Now, Walt would have you believe that these economists “don’t count,” despite 95% of them actually being academics not the “business economists” he likes to degrade. I would mention nobel laureates Gary Becker and James Buchanan, but Walt would have you believe that they don’t count either. Then I would mention monetarists like Scott Sumner, but Walt would have you believe they don’t count either. Then I would hide behind the GMU economists, but Walt would have you believe that they don’t count either. I would mention Greg Mankiw, but of COURSE he doesn’t count either, because he disagrees with Paul Krugman. I guess, then, I would have to mention Tyler Cowen, who is the sole economist alive in America today whose opinion Walt disagrees with but still is allowed to speak with Walt’s respect.
These people are freshwater and saltwater, neoclassicists and behavioralists, Keynesians and monetarists. The reason that there was such a broad-based opposition to the Obama stimulus is because the stimulus was so poorly designed. As I’ve said all along, it was the equivalent of throwing money at the wall and just hoping some of it worked.
And of course, to the stimulus’ credit, some of it has worked. Aid to the states has proven more effective than previously predicted but, of course, many states are using stimulus money for short-term gain while exacerbating their long-term fiscal crises.
Additionally, as Walt said, the length of the downturn has provided a retort to the timeliness objection to this parcticular stimulus and to anti-stimulative efforts in general.
The stimulus has also proven less effective than predicted. In particular, infrastructure spending and projects that composed a great deal of stimulus spending have seen virtually zero effect on unemployment. Census spending has actively crowded out private efforts. Now these may not be terrible disasters, but they speak to the “throwing money at the wall” strategy and the general poor design of the whole endeavor.
Republican arguments about the stimulus not creating a single job are disingenuous. The stimulus has done some good. But it’s also been a big waste and actively harmful in a few cases. Almost a trillion dollars was spent. The bill will come due at some point.
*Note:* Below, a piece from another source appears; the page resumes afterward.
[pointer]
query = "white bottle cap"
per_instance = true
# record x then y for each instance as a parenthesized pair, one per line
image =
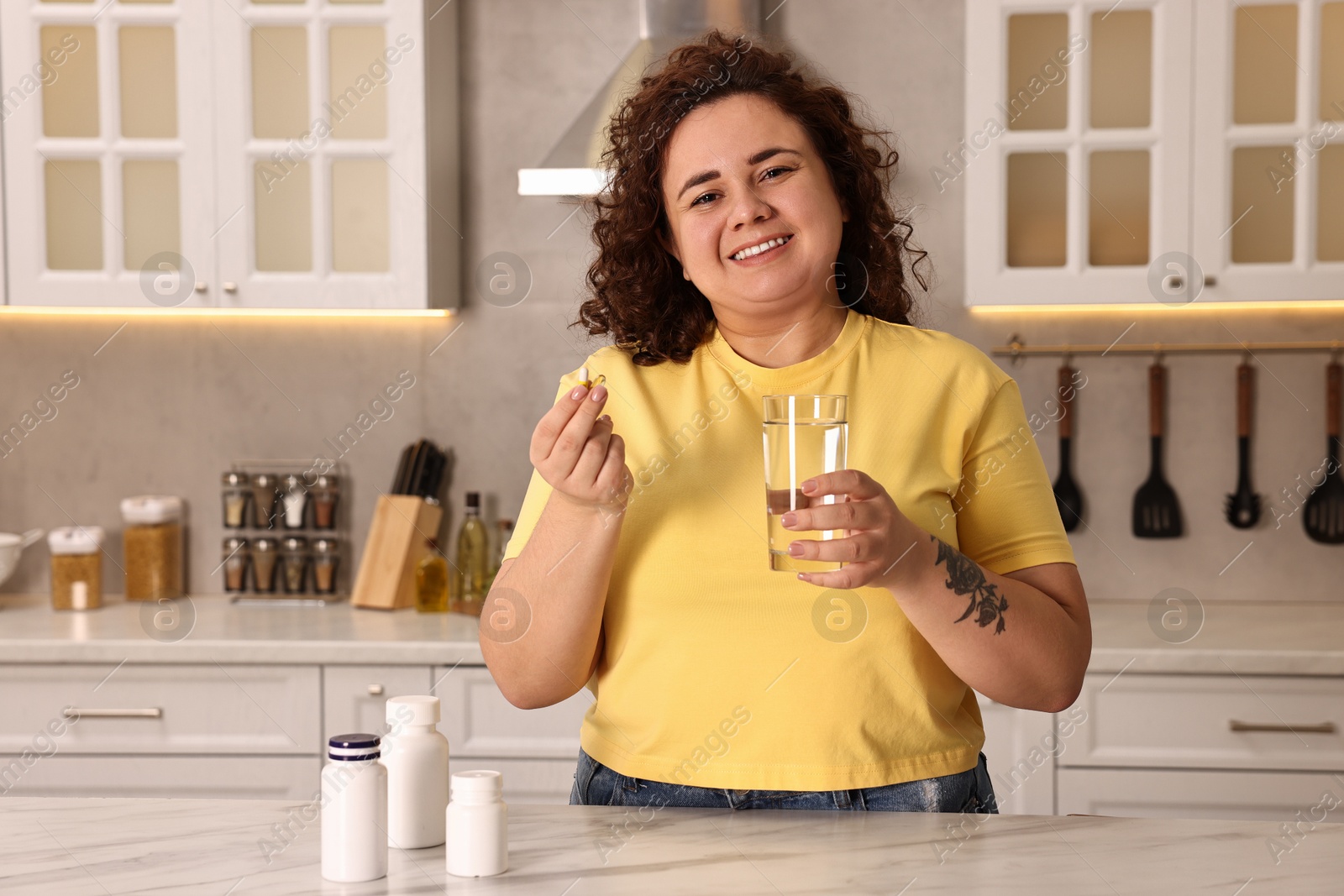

And while it’s our structural debt rather than massive one-time debt that is the bigger long-term problem, spending nearly 10% of GDP on one piece of legislation doesn’t help.
All of this measurement of the stimulus is largely moot because, at this point, we certainly don’t know what kind of effect the stimulus is having. It’ll be years before we know definitively what’s worked and what hasn’t worked. And maybe not even then (see: anti-Depression measures).
Now, as to the state of the macro community, it’s more correct to say that they’re divided but mostly in favor of some kind of stimulative action by the government when it comes to countering recessions. What I’ve just discussed is opposition to Obama’s stimulus, not general stimulative efforts. It would be correct to say that, for the most part, Mankiw-ian New Keynesians, Cowen-like behavioralists and even Sumnerian monetarists would be in favor of well-designed stimulus. That would leave the Becker neoclassicists and Kling-Mason schoolers as against it, which is a much smaller group of people.
However, to sum up, both of Brooks’ quotes were right.